那么，由哪个对象实现调用ChangeQueue对象的getNextChange()方法取出Change对象数据呢？

通过跟踪CheckpointAndChangeQueue类的loadUpFromChangeSource方法调用了getNextChange()方法，在该方法里面将获取的Chnage对象经过包装为CheckpointAndChange类型对象后添加到成员属性List<CheckpointAndChange> checkpointAndChangeList之中

先熟悉一下相关成员属性和构造函数

 private final AtomicInteger maximumQueueSize =

      new AtomicInteger(DEFAULT_MAXIMUM_QUEUE_SIZE);

  private final List<CheckpointAndChange> checkpointAndChangeList;

  private final ChangeSource changeSource;

  private final DocumentHandleFactory internalDocumentHandleFactory;

  private final DocumentHandleFactory clientDocumentHandleFactory;

  private volatile DiffingConnectorCheckpoint lastCheckpoint;

  private final File persistDir;  // place to persist enqueued values

  private MonitorRestartState monitorPoints = new MonitorRestartState();

public CheckpointAndChangeQueue(ChangeSource changeSource, File persistDir,

      DocumentHandleFactory internalDocumentHandleFactory,

      DocumentHandleFactory clientDocumentHandleFactory) {

    this.changeSource = changeSource;

    this.checkpointAndChangeList

        = Collections.synchronizedList(

            new ArrayList<CheckpointAndChange>(maximumQueueSize.get()));

    this.persistDir = persistDir;

    this.internalDocumentHandleFactory = internalDocumentHandleFactory;

    this.clientDocumentHandleFactory = clientDocumentHandleFactory;

    ensurePersistDirExists();

  }

包括初始化ChangeSource类型对象changeSource（也即ChangeQueue类型对象）以及List容器List<CheckpointAndChange> checkpointAndChangeList

再来回顾loadUpFromChangeSource方法

 /**

   * 从ChangeSource拉取Change，加入checkpointAndChangeList

   */

  private void loadUpFromChangeSource() {

    int max = maximumQueueSize.get();

    if (checkpointAndChangeList.size() < max) {

      lastCheckpoint = lastCheckpoint.nextMajor();

    }

    while (checkpointAndChangeList.size() < max) {

      Change newChange = changeSource.getNextChange();

      if (newChange == null) {

        break;

      }

      lastCheckpoint = lastCheckpoint.next();

      checkpointAndChangeList.add(new CheckpointAndChange(

          lastCheckpoint, newChange));

    }

  }

方法主要行为即从changeSource对象取出Change对象，然后经过包装为CheckPointAndChange对象添加到容器List<CheckpointAndChange> checkpointAndChangeList之中

在其resume方法里面调用了loadUpFromChangeSource方法（resume方法在DiffingConnectorDocumentList类的构造函数中调用）

/**

   * 获取List<CheckpointAndChange>队列

   * Returns an {@link Iterator} for currently available

   * {@link CheckpointAndChange} objects that occur after the passed in

   * checkpoint. The {@link String} form of a {@link DiffingConnectorCheckpoint}

   * passed in is produced by calling

   * {@link DiffingConnectorCheckpoint#toString()}. As a side effect, Objects

   * up to and including the object with the passed in checkpoint are removed

   * from this queue.

   *

   * @param checkpointString null means return all {@link CheckpointAndChange}

   *        objects and a non null value means to return

   *        {@link CheckpointAndChange} objects with checkpoints after the

   *        passed in value.

   * @throws IOException if error occurs while manipulating recovery state

   */

  synchronized List<CheckpointAndChange> resume(String checkpointString)

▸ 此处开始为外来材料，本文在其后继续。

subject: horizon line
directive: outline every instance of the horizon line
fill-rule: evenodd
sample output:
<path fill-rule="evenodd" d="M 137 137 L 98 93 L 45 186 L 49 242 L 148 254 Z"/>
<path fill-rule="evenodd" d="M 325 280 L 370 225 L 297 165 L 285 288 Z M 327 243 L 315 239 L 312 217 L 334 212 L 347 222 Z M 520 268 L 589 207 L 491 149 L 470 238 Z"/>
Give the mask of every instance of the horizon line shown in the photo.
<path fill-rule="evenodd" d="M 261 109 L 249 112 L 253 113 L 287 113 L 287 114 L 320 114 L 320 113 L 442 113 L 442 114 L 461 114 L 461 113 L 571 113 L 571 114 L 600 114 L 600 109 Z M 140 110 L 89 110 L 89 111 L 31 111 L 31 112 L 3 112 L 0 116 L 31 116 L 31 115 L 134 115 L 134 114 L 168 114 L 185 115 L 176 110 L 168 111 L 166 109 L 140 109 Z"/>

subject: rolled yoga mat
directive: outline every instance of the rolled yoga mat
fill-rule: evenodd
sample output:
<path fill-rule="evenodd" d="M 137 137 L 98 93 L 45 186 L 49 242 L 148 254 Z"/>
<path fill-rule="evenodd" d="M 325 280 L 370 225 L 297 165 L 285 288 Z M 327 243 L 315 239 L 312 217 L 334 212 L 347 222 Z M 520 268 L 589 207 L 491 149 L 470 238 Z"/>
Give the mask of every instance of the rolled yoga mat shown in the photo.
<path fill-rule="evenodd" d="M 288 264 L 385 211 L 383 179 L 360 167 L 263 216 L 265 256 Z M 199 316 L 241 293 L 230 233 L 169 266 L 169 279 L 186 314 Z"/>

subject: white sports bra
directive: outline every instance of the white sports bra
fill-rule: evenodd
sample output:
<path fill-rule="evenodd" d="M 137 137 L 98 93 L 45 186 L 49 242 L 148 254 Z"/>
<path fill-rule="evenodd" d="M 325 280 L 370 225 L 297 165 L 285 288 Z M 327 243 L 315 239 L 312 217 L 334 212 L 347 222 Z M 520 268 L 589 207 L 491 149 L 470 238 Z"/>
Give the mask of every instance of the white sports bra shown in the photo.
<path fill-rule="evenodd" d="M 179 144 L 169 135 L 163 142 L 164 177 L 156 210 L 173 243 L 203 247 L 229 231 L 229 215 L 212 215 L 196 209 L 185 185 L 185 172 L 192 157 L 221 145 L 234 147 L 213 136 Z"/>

      throws IOException {

      //移除已完成队列

    removeCompletedChanges(checkpointString);

    //从ChangeSource拉取Change，加入checkpointAndChangeList

    loadUpFromChangeSource();

    //更新monitorPoints

    monitorPoints.updateOnGuaranteed(checkpointAndChangeList);

    try {

        //持久化checkpointAndChangeList到队列文件

        //一次resume即生成一文件

      writeRecoveryState();

    } finally {

      // TODO: Enahnce with mechanism that remembers

      // information about recovery files to avoid re-reading.

        //移除冗余的队列文件 （已经消费完成的）

      removeExcessRecoveryState();

    }

    return getList();

  }

在填充List<CheckpointAndChange> checkpointAndChangeList容器后，将其中的数据以json格式持久化到队列文件

/**

   * 持久化json队列

   * @throws IOException

   */

  private void writeRecoveryState() throws IOException {

    // TODO(pjo): Move this method into RecoveryFile.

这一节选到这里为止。